Cuenta que de cada 10 visitantes, solo uno es ecuatoriano.


Teresa, una quiteña que llegó en agosto de este año, escribió en el libro de visitas: “Hay muchos lugares hermosos en el mundo, pero este es un pedacito de aquellos que Dios ha bendecido. Cuídenlo, por favor”.


José Díaz, de 23 años, nieto de un hierbero de Sacha (en Orellana) e hijo de un militar al que nunca conoció, vive con sus abuelos desde que tenía ocho meses de edad.


Él quiere ser guía profesional. Para eso todavía le falta estudiar inglés y conocer más la historia, la geografía y las tradiciones de Puerto Quito.


Pero sabe. Y comparte lo que sabe mientras conduce a los grupos de turistas por puentes construidos de pambil, sapán y laurel; por senderos donde se encuentran ranas enanas, libélulas, hormigas arrieras, termitas; por pequeños valles tropicales donde abundan el cacao, la naranja, el guineo, el plátano y la mandarina.
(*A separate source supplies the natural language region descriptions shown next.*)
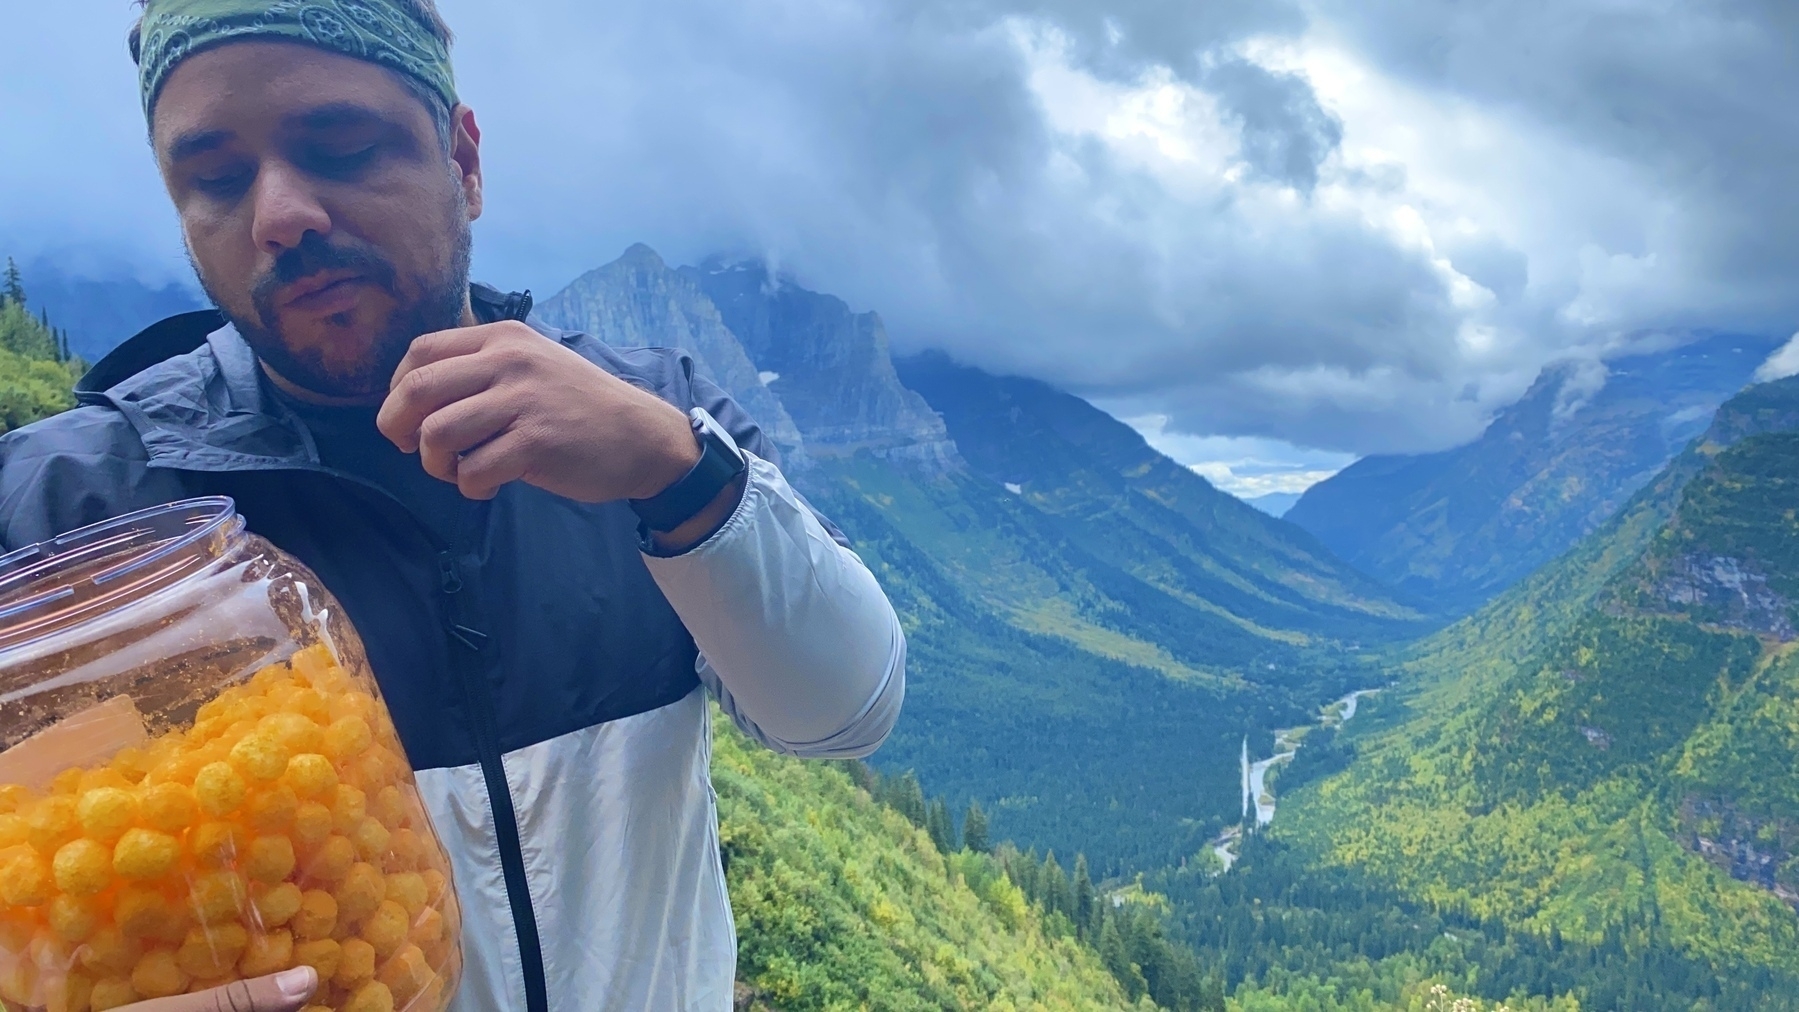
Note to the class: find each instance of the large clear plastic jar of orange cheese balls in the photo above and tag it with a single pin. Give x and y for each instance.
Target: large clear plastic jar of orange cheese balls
(201, 781)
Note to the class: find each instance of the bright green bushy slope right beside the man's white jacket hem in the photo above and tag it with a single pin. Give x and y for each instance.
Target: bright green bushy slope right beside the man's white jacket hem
(843, 903)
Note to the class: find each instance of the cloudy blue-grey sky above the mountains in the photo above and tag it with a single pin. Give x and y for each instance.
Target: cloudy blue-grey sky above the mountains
(1273, 235)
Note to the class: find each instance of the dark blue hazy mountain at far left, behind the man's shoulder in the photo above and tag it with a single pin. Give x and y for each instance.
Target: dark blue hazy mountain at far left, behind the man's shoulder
(102, 312)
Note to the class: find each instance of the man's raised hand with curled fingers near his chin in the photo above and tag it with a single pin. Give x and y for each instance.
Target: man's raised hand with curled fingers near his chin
(499, 404)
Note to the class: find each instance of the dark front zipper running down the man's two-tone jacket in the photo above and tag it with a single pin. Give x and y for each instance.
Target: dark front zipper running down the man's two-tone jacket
(467, 657)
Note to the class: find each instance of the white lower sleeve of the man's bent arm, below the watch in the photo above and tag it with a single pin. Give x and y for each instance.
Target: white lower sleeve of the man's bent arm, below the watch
(796, 637)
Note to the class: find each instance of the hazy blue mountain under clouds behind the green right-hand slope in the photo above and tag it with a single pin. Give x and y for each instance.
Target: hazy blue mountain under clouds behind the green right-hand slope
(1462, 526)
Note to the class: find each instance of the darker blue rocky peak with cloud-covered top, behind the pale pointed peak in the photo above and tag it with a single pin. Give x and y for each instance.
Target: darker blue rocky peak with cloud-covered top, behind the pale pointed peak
(828, 366)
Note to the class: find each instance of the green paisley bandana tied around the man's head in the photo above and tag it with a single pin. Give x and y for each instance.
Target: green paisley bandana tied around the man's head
(379, 31)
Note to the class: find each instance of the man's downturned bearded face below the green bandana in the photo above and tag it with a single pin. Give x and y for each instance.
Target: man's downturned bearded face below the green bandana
(319, 206)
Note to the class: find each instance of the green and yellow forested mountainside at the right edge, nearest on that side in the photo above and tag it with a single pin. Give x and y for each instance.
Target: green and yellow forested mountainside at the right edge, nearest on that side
(1606, 754)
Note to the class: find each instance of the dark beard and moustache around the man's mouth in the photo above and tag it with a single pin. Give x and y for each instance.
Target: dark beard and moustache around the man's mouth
(434, 305)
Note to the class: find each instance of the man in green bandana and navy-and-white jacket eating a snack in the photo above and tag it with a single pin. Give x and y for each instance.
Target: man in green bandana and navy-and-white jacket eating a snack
(550, 546)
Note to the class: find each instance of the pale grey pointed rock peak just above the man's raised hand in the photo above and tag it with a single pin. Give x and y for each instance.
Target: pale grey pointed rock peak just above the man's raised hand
(640, 301)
José alerta a los grupos de caminantes sobre la prohibición de cazar armadillos, guantas, ardillas.


Enseña que en la zona existen 240 especies de colibríes y que este es uno de los privilegios del Ecuador.


Dos horas después de caminar, explorar y aprender, José invita a los turistas a detenerse en una plantación de caña de azúcar.


En la rústica casa de dos pisos, construida de madera, se escucha música donde parecería que el pasado se ha detenido: Leo Dan, Los Wawancó, Los Iracundos, Sandro…


Afuera, en un pequeño trapiche, José muestra cómo se corta la caña de azúcar, cómo se muele y cómo se convierte en una refrescante dulce bebida.


Cuando el grupo reanuda la caminata florecen las sensaciones: orquídeas amarillas como mujeres danzantes. Ríos que fluyen serenos. Cascadas apacibles.


Así escribió Brigitte en el cuaderno: “Es como mi suave asombro por las telarañas”.